By Johan Ahlander
STOCKHOLM (Reuters) -Sweden's prime minister summoned the head of the armed forces and the police commissioner in a bid to stem gang violence, he said on Thursday, following a wave of violence that has taken at least 11 lives in September alone.
Two people were killed in separate shootings in Stockholm on Wednesday, and a woman in her 20s, thought to be an innocent bystander, was killed when a bomb tore up a house in Uppsala in the early hours of Thursday.
"This is a difficult time for Sweden. A 25-year-old woman went to bed last night on a completely ordinary evening but never got to wake up," Prime Minister Ulf Kristersson said during a rare televised address to the nation.
"We will hunt the gangs, we will defeat the gangs," he said.
Kristersson formed a centre-right minority government after last year's election with support of the populist and anti-immigrant Sweden Democrats, ending eight years of Social Democrat-led governments in Sweden.
His coalition won the election partly on a promise to stem growing gang violence, and it has launched a series of initiatives, such as greater powers to police and harsher punishment for gun crimes.
The measures have yet to take effect, but Kristersson blamed former governments for the problems.
"It is an irresponsible immigration policy and a failed integration that has brought us here," Kristersson said.
Sweden had liberal immigration policies for many decades and took in more immigrants per capita than any other European nation during the 2015 migration crisis. Those policies were reversed by the former Social Democrat-led government, but have been tightened by Kristersson's government. About 20% of Sweden's 10.5 million inhabitants were born abroad.

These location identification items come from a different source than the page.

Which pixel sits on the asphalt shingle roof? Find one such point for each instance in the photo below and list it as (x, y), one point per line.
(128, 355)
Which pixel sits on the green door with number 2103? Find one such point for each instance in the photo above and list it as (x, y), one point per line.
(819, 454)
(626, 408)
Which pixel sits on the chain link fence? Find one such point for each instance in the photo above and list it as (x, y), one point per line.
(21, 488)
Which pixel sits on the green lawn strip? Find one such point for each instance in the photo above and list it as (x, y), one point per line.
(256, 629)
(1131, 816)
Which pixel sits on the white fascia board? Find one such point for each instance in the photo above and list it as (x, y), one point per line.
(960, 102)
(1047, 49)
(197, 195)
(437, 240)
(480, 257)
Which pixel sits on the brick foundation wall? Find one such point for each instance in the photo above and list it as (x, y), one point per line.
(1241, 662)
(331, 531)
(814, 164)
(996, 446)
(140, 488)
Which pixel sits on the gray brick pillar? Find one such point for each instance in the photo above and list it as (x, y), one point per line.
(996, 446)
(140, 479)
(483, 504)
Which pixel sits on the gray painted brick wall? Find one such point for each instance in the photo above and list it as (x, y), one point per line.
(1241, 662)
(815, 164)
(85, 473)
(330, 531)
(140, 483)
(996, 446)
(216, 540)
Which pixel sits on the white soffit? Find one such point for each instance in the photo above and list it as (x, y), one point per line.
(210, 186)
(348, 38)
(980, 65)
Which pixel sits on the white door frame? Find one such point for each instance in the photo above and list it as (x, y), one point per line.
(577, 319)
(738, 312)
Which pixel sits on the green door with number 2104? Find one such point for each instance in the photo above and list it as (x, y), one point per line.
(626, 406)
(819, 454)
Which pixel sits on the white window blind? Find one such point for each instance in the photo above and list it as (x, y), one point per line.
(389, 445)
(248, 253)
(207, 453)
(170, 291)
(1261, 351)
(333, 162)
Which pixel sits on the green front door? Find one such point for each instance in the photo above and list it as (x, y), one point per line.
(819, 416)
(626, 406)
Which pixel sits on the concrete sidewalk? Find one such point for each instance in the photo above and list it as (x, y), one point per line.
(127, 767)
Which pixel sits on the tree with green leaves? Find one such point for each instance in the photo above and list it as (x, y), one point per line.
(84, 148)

Earlier on Thursday, the opposition Social Democrats, the biggest party in parliament, called on the government to change the law, allowing the military to help stop the gang violence.
"This is not Sweden, this is not how Sweden is supposed to be," Social Democrat leader Magdalena Andersson told a news conference.
Kristersson said he had summoned the national police commissioner and the supreme commander of the armed forces to evaluate the options.
The police estimate that about 30,000 people in Sweden are directly involved with or have ties to gang crime. The violence has also spread from major urban areas to smaller towns where violent crime was previously rare.
Earlier this week, two people were shot dead and two injured when a gunman opened fire at a bar in Sandviken. The 11 shooting deaths this month make September the deadliest month since December 2019.
"The criminal conflicts in Sweden are a serious threat to the safety and security of the country," National Police Commissioner Anders Thornberg said in a statement.
"Innocents are murdered and injured. We are doing everything we can within the police and together with others to stop the development."